22 Dan zal zeggen het navolgend geslacht, uw kinderen, die na ulieden opstaan zullen, en de vreemde, die uit verren lande komen zal, als zij zullen zien de plagen dezes lands en deszelfs krankheden, waarmede de HEERE het gekrenkt heeft;
De manera que cuando la generación venidera de sus hijos que se levanten después de ustedes y los extranjeros que lleguen de tierras lejanas, al ver las plagas de esa tierra y las enfermedades con las cuales la aflija Yavé, digan:
23 Dat zijn ganse aarde zij zwavel en zout der verbranding; die niet bezaaid zal zijn, en geen spruit zal voortgebracht hebben, noch enig kruid daarin zal opgekomen zijn; gelijk de omkering van Sodom en Gomorra, Adama en Zeboim, die de HEERE heeft omgekeerd in Zijn toorn en in Zijn grimmigheid;
¡Toda su tierra está quemada con azufre y sal! ¡No hay siembra ni germinación! ¡El pasto no crece en ella, como en la destrucción de Sodoma y Gomorra, de Adma y de Zeboim, que Yavé destruyó en su ira y en su furor!
24 En alle volken zullen zeggen: Waarom heeft de HEERE aan dit land alzo gedaan? Wat is de ontsteking van dezen groten toorn?
Todas las naciones dirán: ¿Por qué Yavé trató así a esta tierra? ¿Qué significa el ardor de esta enorme ira?
25 Dan zal men zeggen: Omdat zij het verbond des HEEREN, des Gods hunner vaderen, hebben verlaten, dat Hij met hen gemaakt had, als Hij hen uit Egypteland uitvoerde;
Se les responderá: Porque abandonaron el Pacto de Yavé, el ʼElohim de sus antepasados, que Él hizo con ellos cuando los sacó de la tierra de Egipto,
26 En zij heengegaan zijn, en andere goden gediend en zich voor die gebogen hebben; goden, die hen niet gekend hadden, en geen van welke hun iets medegedeeld had;
fueron y sirvieron a otros ʼelohim y se inclinaron ante ellos, ʼelohim que no conocieron, los cuales Él no les asignó.
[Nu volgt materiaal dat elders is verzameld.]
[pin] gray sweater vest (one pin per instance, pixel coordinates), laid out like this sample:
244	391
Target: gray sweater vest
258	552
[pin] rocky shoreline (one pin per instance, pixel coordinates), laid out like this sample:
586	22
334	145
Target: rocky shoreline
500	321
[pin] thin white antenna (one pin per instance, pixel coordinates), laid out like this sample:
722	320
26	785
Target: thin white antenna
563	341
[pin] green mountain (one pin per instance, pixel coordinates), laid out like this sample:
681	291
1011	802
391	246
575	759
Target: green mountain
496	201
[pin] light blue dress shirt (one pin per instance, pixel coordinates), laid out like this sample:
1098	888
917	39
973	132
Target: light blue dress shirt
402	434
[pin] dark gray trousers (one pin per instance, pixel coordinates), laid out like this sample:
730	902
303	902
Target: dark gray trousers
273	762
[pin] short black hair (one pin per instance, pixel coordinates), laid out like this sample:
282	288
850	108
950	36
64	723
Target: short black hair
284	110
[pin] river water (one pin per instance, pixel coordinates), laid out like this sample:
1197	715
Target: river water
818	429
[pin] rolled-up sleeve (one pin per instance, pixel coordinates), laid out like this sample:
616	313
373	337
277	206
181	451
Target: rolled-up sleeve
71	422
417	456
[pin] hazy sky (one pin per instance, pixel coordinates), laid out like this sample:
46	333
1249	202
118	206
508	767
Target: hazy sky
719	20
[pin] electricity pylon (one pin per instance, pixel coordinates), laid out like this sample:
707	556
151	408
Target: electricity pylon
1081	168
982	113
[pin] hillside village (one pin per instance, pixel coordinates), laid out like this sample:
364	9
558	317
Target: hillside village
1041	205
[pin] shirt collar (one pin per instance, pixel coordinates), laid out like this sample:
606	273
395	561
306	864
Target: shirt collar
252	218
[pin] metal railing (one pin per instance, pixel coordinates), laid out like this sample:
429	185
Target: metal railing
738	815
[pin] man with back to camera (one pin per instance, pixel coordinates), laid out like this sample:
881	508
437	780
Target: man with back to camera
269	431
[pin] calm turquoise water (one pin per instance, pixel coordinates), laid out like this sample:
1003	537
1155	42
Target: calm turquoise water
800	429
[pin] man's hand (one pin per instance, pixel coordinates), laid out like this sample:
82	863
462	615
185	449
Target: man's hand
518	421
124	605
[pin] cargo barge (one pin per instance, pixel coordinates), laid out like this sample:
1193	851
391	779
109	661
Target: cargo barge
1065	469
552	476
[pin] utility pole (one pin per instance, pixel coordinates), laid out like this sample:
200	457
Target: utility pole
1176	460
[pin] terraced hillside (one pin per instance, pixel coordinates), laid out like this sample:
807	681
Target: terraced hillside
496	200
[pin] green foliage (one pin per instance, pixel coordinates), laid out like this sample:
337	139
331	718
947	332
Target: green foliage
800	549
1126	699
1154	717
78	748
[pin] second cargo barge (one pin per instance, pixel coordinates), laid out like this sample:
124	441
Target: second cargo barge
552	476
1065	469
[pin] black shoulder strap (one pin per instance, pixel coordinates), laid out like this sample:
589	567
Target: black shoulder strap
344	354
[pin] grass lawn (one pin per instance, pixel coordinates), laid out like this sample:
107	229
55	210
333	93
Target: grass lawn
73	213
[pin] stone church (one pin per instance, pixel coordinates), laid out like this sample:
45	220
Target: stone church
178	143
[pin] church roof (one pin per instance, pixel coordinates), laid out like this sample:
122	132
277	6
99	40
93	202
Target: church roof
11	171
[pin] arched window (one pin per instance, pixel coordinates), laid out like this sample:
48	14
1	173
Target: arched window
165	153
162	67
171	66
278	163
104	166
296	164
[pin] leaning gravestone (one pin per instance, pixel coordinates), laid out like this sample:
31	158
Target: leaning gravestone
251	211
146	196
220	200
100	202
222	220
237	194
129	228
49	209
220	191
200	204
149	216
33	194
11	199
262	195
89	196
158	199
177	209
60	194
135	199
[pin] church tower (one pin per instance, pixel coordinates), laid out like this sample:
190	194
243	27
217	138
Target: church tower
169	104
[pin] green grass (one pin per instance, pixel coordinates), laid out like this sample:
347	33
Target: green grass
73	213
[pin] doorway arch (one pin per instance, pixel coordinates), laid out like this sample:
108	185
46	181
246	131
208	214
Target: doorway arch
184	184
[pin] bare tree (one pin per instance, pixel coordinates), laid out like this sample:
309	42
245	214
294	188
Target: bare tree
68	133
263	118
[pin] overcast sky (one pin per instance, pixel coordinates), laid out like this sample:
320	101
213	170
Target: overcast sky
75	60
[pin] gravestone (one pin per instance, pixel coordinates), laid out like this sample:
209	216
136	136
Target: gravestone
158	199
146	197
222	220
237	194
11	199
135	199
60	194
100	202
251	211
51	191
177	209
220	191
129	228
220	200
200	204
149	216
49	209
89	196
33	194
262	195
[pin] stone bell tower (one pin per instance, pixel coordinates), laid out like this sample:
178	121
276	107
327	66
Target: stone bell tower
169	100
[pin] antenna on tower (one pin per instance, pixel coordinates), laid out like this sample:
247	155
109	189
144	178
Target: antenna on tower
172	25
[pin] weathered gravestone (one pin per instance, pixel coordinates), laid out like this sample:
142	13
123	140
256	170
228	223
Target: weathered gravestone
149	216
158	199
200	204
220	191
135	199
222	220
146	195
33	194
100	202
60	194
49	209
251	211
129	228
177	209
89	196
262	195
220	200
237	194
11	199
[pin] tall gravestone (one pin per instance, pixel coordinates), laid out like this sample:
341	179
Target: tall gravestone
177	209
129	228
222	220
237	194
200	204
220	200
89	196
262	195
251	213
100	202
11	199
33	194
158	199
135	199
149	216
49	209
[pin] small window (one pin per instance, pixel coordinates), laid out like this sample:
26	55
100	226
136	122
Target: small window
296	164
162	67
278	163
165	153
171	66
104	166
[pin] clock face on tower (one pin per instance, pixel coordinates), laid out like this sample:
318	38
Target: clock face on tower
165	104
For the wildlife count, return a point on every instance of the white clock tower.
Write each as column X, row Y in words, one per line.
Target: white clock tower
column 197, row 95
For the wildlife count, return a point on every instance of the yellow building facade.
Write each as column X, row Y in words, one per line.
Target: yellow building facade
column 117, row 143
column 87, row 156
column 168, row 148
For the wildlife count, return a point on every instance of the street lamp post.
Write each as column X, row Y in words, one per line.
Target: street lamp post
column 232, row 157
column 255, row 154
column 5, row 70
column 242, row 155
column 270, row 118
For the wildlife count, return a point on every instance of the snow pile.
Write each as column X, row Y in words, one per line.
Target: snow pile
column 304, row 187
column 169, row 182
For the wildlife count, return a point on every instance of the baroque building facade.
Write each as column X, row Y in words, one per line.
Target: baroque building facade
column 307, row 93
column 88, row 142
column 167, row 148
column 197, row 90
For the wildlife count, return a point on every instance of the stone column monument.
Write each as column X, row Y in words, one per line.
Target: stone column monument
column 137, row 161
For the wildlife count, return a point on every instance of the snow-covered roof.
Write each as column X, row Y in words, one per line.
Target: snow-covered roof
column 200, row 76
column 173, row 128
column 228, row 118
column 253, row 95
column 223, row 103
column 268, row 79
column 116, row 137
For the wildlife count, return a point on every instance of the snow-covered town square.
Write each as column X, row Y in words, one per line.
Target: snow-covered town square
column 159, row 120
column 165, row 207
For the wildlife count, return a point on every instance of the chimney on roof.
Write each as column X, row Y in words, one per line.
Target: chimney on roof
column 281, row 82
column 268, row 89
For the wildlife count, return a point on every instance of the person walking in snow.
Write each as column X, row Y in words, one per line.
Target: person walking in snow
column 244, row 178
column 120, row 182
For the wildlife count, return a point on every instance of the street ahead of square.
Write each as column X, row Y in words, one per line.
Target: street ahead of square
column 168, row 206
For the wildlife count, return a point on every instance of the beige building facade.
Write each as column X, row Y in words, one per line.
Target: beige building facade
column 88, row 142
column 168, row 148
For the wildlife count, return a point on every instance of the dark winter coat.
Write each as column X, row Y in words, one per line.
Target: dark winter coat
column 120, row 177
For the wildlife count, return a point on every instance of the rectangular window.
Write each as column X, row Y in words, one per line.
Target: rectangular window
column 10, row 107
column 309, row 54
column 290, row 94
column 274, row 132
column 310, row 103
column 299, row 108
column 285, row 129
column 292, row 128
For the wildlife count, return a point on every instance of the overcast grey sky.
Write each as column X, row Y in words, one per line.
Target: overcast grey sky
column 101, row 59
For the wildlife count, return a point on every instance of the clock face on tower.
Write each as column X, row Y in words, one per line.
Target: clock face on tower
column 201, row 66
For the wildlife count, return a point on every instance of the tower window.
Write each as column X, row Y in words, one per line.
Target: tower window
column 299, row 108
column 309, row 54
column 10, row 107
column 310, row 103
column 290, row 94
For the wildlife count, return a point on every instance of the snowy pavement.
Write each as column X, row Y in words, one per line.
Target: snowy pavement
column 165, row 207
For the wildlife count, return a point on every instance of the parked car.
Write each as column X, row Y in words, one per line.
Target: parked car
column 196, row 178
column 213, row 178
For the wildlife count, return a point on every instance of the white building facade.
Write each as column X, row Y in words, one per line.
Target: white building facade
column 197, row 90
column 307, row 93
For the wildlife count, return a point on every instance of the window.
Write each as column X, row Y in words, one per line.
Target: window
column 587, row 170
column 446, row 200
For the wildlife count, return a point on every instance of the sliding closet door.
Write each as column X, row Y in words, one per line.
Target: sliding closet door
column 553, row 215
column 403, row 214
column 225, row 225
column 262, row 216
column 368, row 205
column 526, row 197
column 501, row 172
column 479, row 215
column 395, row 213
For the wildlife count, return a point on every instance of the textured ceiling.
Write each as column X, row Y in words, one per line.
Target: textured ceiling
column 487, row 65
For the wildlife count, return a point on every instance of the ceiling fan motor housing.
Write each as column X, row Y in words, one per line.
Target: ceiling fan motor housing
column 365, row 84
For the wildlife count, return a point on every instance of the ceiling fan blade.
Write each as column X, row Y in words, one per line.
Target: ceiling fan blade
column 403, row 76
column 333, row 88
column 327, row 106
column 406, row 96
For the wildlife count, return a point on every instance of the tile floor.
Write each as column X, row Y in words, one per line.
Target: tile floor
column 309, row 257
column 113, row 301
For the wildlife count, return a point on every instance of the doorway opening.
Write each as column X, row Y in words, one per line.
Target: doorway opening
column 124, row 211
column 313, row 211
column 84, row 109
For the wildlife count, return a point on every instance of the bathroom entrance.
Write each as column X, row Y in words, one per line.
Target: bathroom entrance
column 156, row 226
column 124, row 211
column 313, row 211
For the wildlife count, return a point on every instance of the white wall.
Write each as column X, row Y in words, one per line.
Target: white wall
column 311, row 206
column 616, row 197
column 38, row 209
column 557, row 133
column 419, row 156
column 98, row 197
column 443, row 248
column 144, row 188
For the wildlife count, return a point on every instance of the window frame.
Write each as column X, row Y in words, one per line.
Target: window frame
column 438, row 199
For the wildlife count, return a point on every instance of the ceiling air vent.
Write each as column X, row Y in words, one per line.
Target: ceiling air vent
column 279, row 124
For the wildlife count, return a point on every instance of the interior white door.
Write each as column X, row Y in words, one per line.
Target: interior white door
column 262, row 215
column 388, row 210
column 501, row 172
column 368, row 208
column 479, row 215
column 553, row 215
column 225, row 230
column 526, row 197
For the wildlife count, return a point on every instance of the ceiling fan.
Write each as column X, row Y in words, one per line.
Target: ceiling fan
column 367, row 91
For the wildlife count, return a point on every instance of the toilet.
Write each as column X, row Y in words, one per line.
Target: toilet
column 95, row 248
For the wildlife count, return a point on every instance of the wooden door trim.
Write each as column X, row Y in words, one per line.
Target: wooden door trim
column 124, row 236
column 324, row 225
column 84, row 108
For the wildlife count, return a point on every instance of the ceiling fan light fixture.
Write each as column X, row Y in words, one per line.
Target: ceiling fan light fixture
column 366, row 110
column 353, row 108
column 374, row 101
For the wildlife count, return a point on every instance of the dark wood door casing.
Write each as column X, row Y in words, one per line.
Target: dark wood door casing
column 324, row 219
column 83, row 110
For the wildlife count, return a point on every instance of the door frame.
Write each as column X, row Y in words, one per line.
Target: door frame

27 Daarom is de toorn des HEEREN ontstoken tegen dit land, om daarover te brengen al dezen vloek, die in dit boek geschreven is.
Por eso la ira de Yavé ardió contra esta tierra para traer sobre ella todas las maldiciones escritas en este rollo,
28 En de HEERE heeft hen uit hun land uitgetrokken, in toorn, en in grimmigheid, en in grote verbolgenheid; en Hij heeft hen verworpen in een ander land, gelijk het is te dezen dage.
y con ira, furor y gran indignación, Yavé los desarraigó de su propia tierra y los echó en otra tierra, como se ve hoy.
29 De verborgene dingen zijn voor den HEERE, onzen God; maar de geopenbaarde zijn voor ons en voor onze kinderen, tot in eeuwigheid, om te doen al de woorden dezer wet.
Las cosas secretas pertenecen a Yavé nuestro ʼElohim, pero las reveladas son para nosotros y nuestros hijos para siempre, a fin de que cumplamos todas las palabras de esta Ley.